After you describe your symptoms and discuss your concerns, the doctor will examine your foot and ankle. The doctor will look for these signs:
- Swelling along the Achilles tendon or at the back of your heel
- Thickening or enlargement of the Achilles tendon
- Bony spurs at the lower part of the tendon at the back of your heel (insertional tendinitis)
- The point of maximum tenderness
- Pain in the middle of the tendon, (noninsertional tendinitis)
- Pain at the back of your heel at the lower part of the tendon (insertional tendinitis)
- Limited range of motion in your ankle—specifically, a decreased ability to flex your foot
Warm Up, Cool Down and Be Flexible
Your doctor may order imaging tests to make sure your symptoms are caused by Achilles tendinitis.

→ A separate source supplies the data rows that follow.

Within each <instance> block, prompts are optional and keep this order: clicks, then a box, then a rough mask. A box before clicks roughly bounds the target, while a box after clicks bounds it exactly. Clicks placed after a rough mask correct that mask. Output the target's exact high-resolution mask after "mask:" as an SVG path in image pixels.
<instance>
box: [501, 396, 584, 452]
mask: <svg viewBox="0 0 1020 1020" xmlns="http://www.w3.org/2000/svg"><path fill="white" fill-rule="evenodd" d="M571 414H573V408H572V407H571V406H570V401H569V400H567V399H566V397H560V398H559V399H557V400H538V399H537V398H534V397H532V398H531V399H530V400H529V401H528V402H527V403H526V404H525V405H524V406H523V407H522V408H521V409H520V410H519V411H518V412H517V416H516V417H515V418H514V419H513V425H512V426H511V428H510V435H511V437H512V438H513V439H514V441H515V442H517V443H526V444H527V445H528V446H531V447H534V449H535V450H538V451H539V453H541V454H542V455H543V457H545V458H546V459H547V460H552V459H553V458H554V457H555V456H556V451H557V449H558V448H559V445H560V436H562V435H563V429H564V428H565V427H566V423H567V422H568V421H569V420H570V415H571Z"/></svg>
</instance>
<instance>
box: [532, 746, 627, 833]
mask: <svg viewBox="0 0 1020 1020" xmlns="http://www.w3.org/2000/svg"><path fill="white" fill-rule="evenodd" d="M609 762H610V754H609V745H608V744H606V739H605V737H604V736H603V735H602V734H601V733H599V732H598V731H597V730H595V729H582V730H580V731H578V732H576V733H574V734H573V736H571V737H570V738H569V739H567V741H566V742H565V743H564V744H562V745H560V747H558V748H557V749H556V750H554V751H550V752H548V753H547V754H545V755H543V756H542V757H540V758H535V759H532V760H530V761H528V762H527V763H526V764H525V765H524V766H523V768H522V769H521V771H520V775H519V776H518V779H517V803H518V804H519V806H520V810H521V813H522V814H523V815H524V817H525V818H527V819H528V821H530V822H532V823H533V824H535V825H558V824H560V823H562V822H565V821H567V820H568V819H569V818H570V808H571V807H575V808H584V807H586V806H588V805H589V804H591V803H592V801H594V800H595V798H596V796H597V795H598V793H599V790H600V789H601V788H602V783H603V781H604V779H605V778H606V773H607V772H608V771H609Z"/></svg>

X-ray tests provide clear images of bones. X-rays can show whether the lower part of the Achilles tendon has calcified, or become hardened. This calcification indicates insertional Achilles tendinitis. In cases of severe noninsertional Achilles tendinitis, there can be calcification in the middle portion of the tendon, as well.
Magnetic Resonance Imaging (MRI)
Although magnetic resonance imaging (MRI) is not necessary to diagnose Achilles tendinitis, it is important for planning surgery. An MRI scan can show how severe the damage is in the tendon. If surgery is needed, your doctor will select the procedure based on the amount of tendon damage.